Qualicum Beach council has chosen to release more details about the motion of censure filed against Coun. Teunis Westbroek last December.
A notice of motion was provided to Chief Administrative Officer Lou Varela on Aug. 18 to divulge the reasons for council’s Dec. 8, 2021 action. A closed meeting was held on Sept. 6 and the motion was passed by mayor Brian Wiese, councillors Scott Harrison and Robert Filmer. Coun. Anne Skipsey did not attend the meeting.
Westbroek said he believed the matter was already resolved when he publicly apologized for his actions. He questioned the timing of the press release of more details on the motion of censure. He said it came nine days after he announced his candidacy for mayor in the Oct. 15 municipal election.

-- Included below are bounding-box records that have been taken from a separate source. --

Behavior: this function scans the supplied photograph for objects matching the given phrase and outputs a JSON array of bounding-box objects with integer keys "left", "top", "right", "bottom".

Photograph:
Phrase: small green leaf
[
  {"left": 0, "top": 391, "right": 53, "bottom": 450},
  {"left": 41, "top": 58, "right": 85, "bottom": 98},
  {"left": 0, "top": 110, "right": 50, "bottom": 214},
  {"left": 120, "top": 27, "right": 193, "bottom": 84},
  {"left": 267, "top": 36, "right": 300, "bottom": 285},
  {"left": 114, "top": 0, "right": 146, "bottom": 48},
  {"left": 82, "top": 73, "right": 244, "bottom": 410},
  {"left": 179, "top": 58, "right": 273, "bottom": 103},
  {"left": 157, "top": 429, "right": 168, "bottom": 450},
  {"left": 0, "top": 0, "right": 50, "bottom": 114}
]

“My campaign is about the issues which concern the residents of Qualicum Beach today,” Westbroek stated. “ I trust that voters will not be distracted by an unfortunate incident that I long ago apologized for, in January.”
According to a press release, the rationale behind disclosing all the details of the motion of censure stemmed from Westbroek’s announcement to seek another term of office in the coming general local election.

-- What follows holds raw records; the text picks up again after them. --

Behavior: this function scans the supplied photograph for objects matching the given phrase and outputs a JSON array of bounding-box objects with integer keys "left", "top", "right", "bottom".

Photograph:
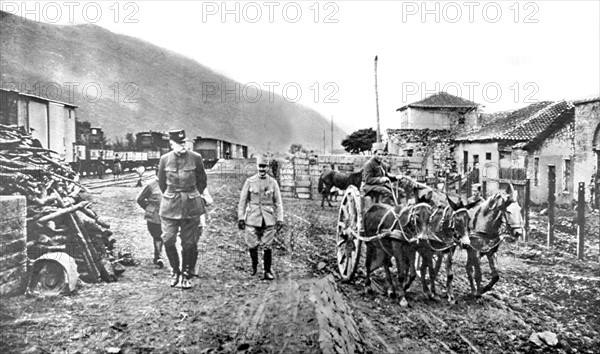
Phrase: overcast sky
[{"left": 2, "top": 1, "right": 600, "bottom": 132}]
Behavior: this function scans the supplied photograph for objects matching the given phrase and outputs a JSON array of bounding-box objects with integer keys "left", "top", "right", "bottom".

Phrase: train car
[
  {"left": 192, "top": 136, "right": 248, "bottom": 168},
  {"left": 135, "top": 131, "right": 171, "bottom": 168},
  {"left": 0, "top": 88, "right": 77, "bottom": 163}
]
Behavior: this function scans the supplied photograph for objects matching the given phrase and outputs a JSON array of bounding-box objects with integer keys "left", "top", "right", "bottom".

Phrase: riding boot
[
  {"left": 250, "top": 247, "right": 258, "bottom": 276},
  {"left": 181, "top": 249, "right": 194, "bottom": 289},
  {"left": 189, "top": 246, "right": 198, "bottom": 275},
  {"left": 165, "top": 245, "right": 181, "bottom": 287},
  {"left": 165, "top": 245, "right": 181, "bottom": 274},
  {"left": 263, "top": 250, "right": 275, "bottom": 280}
]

“On Sept. 6, 2022, as a result of Coun. Westbroek’s announcement to run for office, and in what council feels is in the public’s interest, council resolved to further disclose why Coun. Westbroek was censured,” the press release indicated. “Following the censure hearing in 2021, council concluded that Coun. Westbroek ought to be censured for asking staff to destroy records, specifically records associated with a previous finding against him, which determined that he had violated the town’s bullying and harassment policy.”
“Council took this matter very seriously and would not have taken such actions over a minor concern. Council assures the community that due process and procedural fairness were followed for the initial censure process in December 2021 and for the process to release further information in September 2022.”

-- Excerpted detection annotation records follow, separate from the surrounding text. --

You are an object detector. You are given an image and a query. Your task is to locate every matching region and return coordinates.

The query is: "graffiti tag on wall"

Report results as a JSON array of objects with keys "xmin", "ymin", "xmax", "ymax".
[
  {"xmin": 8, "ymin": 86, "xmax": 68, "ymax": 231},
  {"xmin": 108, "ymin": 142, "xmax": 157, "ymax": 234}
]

Westbroek said he did initially intend to retire at the conclusion of his term but he was convinced to run again by residents who asked him to reconsider.
“But that should not result in political retribution,” said Westbroek.
The censure came about from Westbroek asking a staff member to shred a letter that was written by a former employee without council directive or knowledge about an incident that occurred during the Sept. 16, 2019 regular council meeting and was not marked “personal and confidential.”
“No formal complaint was submitted and accountability was readily accepted and the apology has been issued,” said Westbroek.
The town’s press release indicated that due to confidentiality council members and staff are not able to further discuss the details of the matter.